All cells require an adequate blood supply to survive. Cancer cells, since they tend to replicate faster than normal cells, require an even greater blood supply. In order to achieve this, many tumors, including pancreatic neuroendocrine tumors, undergo angiogenesis, the development of new blood vessels.
In 2011, sunitinib malate (an angiogenesis inhibitor) was approved by the US FDA to treat patients with pancreatic neuroendocrine tumors. This was an important advance, however; therapeutic resistance frequently emerges over time. A better understanding of why resistance emerges and strategies to overcome resistance are needed.
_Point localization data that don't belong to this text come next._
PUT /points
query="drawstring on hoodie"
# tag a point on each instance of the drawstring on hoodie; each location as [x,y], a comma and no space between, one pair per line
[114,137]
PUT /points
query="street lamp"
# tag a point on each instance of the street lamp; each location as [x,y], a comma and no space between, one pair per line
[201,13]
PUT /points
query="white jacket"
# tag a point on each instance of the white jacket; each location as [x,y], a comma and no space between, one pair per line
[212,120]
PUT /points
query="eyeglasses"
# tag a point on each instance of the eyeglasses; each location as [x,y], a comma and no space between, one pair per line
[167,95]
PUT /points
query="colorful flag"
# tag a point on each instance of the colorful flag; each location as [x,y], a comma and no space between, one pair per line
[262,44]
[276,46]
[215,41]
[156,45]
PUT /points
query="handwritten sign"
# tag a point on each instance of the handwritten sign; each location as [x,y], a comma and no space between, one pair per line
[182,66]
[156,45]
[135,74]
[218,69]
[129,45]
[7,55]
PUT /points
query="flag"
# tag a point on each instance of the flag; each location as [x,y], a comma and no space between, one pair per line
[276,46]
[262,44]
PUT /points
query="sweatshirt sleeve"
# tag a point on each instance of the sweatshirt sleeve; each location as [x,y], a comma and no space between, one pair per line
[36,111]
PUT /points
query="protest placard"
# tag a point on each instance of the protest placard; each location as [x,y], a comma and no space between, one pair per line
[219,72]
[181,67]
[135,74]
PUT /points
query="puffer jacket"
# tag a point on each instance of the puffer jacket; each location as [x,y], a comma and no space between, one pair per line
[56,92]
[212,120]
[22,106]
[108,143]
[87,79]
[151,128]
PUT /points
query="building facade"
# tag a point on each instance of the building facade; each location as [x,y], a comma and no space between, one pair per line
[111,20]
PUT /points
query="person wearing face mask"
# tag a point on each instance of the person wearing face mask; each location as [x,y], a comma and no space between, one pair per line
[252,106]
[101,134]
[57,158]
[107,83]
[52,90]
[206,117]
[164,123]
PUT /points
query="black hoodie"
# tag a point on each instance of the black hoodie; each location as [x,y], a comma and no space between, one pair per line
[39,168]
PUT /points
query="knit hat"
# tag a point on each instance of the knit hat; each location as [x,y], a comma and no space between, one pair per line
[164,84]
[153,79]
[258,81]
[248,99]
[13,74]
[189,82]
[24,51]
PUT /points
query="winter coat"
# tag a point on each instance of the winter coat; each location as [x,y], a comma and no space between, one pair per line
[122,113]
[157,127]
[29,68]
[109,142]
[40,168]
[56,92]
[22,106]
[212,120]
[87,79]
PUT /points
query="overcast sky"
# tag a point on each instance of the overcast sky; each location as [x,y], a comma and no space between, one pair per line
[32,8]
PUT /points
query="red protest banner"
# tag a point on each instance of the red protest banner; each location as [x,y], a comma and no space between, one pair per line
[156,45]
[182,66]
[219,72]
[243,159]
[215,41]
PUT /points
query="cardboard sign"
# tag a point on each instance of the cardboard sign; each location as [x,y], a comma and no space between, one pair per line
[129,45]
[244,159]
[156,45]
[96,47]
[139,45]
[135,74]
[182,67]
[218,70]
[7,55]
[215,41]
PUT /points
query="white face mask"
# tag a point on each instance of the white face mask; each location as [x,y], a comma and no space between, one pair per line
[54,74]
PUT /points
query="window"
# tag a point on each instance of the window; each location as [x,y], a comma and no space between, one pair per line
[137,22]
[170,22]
Identify and investigate the composition and function of innate immune cells in human pancreatic neuroendocrine tumors.
Elucidate the functional significance of Gr1- and Gr1+ innate immune cell oscillation in the proangiogenic relapse and identify combinatorial treatment modalities that sustain response to sunitinib and sorafenib.
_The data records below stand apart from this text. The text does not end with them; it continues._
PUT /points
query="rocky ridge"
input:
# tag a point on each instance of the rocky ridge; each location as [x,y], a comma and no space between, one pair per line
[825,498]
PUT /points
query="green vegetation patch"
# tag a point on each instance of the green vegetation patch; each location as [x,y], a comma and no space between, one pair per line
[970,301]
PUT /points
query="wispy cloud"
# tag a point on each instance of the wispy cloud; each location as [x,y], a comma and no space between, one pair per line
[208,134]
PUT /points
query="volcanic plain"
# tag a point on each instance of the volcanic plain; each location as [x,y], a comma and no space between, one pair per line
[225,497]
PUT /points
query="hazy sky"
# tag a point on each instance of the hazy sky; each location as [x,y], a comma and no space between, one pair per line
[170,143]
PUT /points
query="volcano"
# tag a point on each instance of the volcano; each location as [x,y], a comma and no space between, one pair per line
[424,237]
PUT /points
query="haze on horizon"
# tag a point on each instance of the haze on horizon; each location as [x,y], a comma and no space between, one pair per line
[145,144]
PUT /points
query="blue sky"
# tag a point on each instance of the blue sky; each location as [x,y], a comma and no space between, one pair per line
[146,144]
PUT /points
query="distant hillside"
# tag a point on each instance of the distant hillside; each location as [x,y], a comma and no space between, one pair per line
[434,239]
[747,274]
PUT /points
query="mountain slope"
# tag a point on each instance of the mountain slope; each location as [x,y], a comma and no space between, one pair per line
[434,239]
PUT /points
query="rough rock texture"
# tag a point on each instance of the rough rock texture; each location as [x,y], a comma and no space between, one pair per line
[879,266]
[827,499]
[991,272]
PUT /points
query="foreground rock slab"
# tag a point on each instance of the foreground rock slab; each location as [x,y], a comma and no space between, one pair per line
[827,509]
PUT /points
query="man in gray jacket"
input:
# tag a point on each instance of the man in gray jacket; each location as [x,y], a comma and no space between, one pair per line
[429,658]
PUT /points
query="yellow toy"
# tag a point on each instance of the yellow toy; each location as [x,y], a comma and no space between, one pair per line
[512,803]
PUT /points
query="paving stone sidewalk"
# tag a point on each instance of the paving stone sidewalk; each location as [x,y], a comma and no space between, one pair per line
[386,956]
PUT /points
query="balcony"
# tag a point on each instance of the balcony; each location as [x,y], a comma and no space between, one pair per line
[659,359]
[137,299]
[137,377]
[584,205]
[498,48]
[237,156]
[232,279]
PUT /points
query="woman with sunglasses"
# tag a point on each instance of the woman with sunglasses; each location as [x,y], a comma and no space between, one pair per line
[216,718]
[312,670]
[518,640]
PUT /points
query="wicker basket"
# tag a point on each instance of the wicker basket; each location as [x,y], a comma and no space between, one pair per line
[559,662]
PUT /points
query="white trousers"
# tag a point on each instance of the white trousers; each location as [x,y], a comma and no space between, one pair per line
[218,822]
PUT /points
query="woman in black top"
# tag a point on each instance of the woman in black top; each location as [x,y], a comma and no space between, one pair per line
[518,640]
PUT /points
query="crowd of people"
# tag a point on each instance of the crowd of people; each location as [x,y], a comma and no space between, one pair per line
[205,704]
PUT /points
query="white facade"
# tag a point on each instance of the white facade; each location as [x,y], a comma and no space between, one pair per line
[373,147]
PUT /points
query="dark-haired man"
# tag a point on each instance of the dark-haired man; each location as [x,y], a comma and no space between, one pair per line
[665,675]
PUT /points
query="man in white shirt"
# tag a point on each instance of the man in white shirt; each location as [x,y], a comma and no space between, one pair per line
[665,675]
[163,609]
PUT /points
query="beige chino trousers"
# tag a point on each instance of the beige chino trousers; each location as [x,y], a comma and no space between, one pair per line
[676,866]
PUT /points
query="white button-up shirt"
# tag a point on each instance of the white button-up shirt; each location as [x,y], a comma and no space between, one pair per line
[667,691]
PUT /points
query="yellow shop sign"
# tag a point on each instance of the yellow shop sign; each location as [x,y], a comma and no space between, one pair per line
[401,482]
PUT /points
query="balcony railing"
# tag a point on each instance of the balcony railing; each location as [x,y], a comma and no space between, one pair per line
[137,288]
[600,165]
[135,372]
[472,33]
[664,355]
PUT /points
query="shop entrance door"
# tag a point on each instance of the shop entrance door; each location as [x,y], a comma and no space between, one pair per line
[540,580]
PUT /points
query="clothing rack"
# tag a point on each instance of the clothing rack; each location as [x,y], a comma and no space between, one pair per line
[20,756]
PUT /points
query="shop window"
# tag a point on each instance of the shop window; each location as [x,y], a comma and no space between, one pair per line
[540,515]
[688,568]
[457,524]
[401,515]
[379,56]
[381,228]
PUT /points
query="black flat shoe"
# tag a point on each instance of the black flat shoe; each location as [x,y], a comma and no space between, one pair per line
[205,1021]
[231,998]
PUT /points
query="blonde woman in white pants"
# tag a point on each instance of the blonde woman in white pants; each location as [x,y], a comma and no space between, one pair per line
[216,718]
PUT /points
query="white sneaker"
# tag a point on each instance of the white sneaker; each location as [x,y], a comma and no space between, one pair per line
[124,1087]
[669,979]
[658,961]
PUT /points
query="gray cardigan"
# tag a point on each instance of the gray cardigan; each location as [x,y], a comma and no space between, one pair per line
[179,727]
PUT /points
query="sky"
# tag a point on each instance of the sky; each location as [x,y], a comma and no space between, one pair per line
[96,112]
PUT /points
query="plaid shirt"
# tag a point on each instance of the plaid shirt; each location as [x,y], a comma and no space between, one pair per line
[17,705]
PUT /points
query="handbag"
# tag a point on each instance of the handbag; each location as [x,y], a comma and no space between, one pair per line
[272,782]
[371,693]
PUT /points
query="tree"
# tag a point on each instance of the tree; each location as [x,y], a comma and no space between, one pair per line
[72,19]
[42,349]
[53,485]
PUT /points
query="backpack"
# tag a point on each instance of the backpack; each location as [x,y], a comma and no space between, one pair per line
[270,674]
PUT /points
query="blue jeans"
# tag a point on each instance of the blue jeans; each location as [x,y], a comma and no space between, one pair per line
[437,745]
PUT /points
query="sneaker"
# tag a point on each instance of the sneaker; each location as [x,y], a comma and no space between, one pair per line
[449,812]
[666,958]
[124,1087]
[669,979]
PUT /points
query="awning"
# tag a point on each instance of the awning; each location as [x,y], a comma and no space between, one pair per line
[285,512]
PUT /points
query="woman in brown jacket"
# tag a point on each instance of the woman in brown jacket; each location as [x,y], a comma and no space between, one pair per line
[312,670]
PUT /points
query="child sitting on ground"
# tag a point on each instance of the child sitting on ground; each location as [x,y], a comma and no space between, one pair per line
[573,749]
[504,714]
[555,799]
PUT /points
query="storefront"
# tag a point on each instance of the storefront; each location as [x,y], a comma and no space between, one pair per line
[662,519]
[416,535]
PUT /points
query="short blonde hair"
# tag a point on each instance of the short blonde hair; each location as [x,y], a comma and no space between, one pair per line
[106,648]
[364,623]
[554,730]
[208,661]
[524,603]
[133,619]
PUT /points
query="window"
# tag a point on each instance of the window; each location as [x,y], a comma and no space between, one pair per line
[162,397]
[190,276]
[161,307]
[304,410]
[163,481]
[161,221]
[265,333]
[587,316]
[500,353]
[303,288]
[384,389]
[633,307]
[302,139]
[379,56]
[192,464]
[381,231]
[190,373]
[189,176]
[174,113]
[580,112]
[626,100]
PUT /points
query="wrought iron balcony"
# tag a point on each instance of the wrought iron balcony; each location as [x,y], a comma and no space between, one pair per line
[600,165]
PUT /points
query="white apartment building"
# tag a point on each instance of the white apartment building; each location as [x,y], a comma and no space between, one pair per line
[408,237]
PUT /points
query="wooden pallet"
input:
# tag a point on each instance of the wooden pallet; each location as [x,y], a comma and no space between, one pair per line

Advanced pancreatic neuroendocrine tumors (PNETs) are a lethal group of tumors for which no standard therapy exists. New therapies are desperately needed to improve the quality of life and survival of PNET patients. Inhibitors of the VEGF-signaling pathways have yielded promising results and the angiogenesis inhibitor sunitinib was recently FDA approved in PNET patients with advanced disease. Notwithstanding, the beneficial effects are transient and demonstrate the limitations of one of the so far most promising drugs for PNET patients that facilitate tumor stasis instead of shrinkage and is successful only in a subset of patients. Inevitably, the tumors begin to grow again and the disease progresses, after a fleeting period of clinical benefit that is typically measured in months.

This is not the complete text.